Isn’t there the antibody test available now? It seems almost trivial to take say 1000 random people and test them for antibodies. And that would almost definitively prove or disprove this hypothesis presented here. Maybe someone should get on that before making drastic decisions like complete lockdown or “opening up the economy”. I’m quite confident what the results would be. I mean if this killed 30 people in a single nursing home and it has already infected nearly everyone in the population, why aren’t there mass deaths going on in literally every one of the 16k nursing homes? It just so happens that the one nursing home in Washington won the lottery...30 times in a row?
 
What do you define as "many of them are dead?" As of me posting this, we have 886 deaths and 63,098 known cases. That's .014%. Yes, it is absolutely tragic to see 886 needless deaths. I am not arguing that.

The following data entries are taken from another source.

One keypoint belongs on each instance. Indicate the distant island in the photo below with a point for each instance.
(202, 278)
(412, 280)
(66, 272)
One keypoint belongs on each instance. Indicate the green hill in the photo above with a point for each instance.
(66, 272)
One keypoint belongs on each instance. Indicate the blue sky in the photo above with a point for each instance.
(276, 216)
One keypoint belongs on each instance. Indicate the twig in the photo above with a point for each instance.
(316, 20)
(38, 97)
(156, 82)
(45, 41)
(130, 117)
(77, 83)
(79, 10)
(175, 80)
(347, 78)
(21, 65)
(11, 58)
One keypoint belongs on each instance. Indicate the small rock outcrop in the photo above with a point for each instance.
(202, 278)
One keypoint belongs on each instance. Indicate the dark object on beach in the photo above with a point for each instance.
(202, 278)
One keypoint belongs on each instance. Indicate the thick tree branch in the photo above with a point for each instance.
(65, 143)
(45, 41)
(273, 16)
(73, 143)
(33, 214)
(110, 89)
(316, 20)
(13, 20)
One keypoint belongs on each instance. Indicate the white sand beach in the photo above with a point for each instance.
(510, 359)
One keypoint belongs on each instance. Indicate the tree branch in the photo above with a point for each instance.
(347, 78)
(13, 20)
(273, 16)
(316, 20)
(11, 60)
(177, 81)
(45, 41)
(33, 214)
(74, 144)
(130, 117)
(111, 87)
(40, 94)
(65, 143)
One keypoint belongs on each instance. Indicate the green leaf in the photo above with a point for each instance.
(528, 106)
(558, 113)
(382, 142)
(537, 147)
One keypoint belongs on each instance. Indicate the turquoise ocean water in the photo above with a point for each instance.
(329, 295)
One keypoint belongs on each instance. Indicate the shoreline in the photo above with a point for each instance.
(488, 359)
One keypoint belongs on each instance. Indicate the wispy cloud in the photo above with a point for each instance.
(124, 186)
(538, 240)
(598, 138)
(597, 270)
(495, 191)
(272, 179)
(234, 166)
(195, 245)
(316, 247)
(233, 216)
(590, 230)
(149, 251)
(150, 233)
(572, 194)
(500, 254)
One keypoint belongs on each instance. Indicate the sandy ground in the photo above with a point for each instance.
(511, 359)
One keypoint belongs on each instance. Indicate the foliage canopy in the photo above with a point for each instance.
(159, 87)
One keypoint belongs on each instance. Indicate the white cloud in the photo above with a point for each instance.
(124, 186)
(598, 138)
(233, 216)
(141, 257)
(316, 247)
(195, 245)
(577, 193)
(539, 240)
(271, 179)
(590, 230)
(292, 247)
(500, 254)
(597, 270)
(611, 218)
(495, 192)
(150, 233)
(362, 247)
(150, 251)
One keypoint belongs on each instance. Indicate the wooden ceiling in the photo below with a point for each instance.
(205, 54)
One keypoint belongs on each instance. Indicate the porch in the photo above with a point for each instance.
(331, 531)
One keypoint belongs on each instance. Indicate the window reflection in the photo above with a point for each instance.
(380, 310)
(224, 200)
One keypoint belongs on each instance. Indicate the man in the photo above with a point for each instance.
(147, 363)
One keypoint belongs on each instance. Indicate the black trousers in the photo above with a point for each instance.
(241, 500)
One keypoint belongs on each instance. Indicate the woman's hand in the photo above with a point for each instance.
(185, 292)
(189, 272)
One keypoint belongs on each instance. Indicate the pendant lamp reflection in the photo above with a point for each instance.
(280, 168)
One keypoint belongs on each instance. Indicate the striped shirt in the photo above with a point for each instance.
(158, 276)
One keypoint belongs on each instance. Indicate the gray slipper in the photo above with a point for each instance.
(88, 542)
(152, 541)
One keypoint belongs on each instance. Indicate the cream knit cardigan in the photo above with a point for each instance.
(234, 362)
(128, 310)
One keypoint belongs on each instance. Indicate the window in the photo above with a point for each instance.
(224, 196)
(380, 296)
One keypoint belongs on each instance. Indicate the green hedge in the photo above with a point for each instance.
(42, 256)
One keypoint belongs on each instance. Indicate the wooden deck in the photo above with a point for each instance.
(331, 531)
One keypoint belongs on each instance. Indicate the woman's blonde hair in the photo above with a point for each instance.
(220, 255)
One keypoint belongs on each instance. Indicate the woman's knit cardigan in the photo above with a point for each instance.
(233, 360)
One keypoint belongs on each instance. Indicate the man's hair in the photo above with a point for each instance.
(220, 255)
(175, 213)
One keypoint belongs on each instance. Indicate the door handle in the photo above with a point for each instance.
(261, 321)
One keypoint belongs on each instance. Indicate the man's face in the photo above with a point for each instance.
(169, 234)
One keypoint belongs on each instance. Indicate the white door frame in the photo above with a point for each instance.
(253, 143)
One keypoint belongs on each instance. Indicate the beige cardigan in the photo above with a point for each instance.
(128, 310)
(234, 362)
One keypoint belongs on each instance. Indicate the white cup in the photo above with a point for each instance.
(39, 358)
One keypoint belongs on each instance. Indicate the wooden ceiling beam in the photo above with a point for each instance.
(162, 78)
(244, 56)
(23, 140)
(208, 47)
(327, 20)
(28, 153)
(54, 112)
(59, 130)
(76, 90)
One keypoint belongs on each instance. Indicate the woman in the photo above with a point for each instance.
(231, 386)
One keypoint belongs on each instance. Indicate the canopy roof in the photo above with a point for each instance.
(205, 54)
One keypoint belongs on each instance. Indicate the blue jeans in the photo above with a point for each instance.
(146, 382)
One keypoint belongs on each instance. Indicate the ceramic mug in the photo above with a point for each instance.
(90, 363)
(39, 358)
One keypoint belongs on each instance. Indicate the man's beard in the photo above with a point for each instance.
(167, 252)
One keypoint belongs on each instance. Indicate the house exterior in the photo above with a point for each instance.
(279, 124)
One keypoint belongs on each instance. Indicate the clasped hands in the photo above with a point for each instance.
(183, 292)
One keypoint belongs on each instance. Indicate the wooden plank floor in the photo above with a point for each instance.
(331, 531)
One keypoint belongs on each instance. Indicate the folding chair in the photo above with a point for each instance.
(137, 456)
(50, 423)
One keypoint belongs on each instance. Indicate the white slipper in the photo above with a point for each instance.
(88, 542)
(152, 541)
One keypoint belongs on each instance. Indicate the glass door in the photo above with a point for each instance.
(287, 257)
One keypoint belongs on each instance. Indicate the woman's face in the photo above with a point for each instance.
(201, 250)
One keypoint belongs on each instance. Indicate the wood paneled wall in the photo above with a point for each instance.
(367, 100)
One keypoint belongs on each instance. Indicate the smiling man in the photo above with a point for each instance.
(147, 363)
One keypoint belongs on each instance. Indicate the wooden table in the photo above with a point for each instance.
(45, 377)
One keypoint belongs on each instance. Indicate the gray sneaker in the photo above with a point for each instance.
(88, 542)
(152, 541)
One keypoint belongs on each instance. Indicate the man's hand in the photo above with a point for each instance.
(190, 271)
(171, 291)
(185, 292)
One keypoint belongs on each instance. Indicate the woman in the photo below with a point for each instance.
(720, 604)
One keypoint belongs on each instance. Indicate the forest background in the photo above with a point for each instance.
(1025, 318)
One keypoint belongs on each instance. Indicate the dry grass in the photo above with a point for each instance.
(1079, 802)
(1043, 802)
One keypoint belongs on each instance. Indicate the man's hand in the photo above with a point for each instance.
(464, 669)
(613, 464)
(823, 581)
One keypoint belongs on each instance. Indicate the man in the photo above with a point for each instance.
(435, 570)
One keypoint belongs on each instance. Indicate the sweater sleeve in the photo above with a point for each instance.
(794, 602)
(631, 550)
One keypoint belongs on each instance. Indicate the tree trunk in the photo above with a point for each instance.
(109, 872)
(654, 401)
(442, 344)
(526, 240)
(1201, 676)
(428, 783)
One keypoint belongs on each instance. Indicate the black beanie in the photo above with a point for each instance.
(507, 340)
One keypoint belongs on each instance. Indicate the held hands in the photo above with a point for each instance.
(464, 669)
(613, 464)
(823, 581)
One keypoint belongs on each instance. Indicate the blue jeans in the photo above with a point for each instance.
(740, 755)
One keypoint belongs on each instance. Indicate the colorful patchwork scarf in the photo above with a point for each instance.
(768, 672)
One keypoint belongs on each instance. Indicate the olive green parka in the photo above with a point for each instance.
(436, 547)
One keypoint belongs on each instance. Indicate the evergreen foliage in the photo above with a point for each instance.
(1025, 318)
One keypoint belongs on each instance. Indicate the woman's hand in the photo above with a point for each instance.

I agree with the testing bit, however. That's where Germany and S. Korea were and are way ahead.
Many of them are dead but they just haven't died yet. It takes time to die. We are adding cases so fast that the death total will always look like a tiny fraction because the majority of all the cases we add will be new until we plateau. The death number in 2 weeks will be indicative of the current confirmed cases. And by that time we'll have hundreds of thousands of confirmed cases.
 
  • Like
Reactions: hemightbejeremy
Once more than .01% of Italy’s population dies from coronavirus, can we then conclude the mortality is greater than .01%?

Why are you so laser focused on only Italy? This is a virus that literally exists in every corner of the world now. Why then would anyone try to draw major conclusions based upon what we think is occurring in one single country?
 
Many of them are dead but they just haven't died yet. It takes time to die. We are adding cases so fast that the death total will always look like a tiny fraction because the majority of all the cases we add will be new until we plateau. The death number in 2 weeks will be indicative of the current confirmed cases. And by that time we'll have hundreds of thousands of confirmed cases.

And we'll have even more, untold numbers more, of actual cases that will never be confirmed by test.

And then the virus will eventually run into the issue of a silent understated herd immunity, and a diminished base of high risk people to attack.